‘After many years I had excised myself from the life I had led in town, just as one might cut a figure out of a landscape or group photo. Abashed by the harm I had wreaked on the picture left behind, and unsure where the cut-out might end up next, I lived a provisional existence. I did so in a place where I knew none of my neighbours, where the street names, views, smells and faces were all unfamiliar to me, in a cheaply appointed flat where I would be able to lay my life aside for a while.’
In River, a woman moves to a London suburb for reasons that are unclear. She takes long, solitary walks by the River Lea, observing and describing her surroundings and the unusual characters she encounters. Over the course of these wanderings she amasses a collection of found objects and photographs and is drawn into reminiscences of the different rivers which haunted the various stages of her life, from the Rhine, where she grew up, to the Saint Lawrence, the Hooghly, and the banks of the Oder. Written in language that is as precise as it is limpid, River is a remarkable novel, full of poignant images and poetic observations, an ode to nature, edgelands, and the transience of all things human.
‘River is an unusual and stealthy sort of book in that it’s the opposite of what it appears to be – which is a rather apt dissimulation, as it turns out. Yes, it rifles through both the rich and rank materials of the world, turning over its trinkets and its tat, in a manner that is initially quite familiar – however, this curious inventory demonstrates an eye for the grotesque and does not hold the world aloft, or in place. Here, details blur boundaries rather than reaffirming them, positing a worldview that is haunted and uncanny.
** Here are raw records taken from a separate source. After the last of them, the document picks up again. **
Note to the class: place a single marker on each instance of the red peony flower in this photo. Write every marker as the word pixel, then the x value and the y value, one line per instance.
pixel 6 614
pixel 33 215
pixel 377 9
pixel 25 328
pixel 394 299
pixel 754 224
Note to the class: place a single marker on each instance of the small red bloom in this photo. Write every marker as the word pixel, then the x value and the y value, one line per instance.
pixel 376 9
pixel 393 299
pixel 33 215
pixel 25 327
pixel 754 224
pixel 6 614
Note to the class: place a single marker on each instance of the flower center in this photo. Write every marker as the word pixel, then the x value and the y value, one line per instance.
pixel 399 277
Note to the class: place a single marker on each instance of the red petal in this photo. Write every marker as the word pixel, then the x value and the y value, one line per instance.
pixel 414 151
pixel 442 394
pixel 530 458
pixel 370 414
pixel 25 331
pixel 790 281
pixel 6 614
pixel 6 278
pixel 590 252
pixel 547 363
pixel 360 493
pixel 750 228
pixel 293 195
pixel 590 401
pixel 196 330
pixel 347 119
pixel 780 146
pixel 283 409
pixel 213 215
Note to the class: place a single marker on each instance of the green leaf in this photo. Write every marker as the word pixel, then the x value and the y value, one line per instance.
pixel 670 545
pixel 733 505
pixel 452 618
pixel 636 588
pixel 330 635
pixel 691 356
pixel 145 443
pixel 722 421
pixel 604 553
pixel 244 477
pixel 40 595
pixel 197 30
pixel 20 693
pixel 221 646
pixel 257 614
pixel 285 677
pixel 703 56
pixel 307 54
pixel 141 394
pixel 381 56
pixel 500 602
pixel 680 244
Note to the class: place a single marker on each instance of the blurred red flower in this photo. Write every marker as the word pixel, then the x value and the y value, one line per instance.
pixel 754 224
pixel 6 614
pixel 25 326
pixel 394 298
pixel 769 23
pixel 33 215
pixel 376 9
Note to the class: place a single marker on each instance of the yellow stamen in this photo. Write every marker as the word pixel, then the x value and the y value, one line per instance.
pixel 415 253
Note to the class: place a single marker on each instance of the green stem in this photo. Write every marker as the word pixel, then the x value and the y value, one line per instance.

Shifting through unremarkable terrain we encounter the departed, the exiled, the underneath, the other side. We are on firm ground, always; yet whether that ground is here or there, now or then, is, increasingly, a distinction that is difficult and perhaps irrelevant to make. Sea or sky, boy or girl, east or west, king or vagrant, silt or gold; by turns grubby, theatrical, and exquisite, we are closer to the realm of Bakhtin’s carnival than we are to the well-trod paths of psychogeography. Kinsky’s River does indeed force us to stop in our tracks and take in the opposite side.’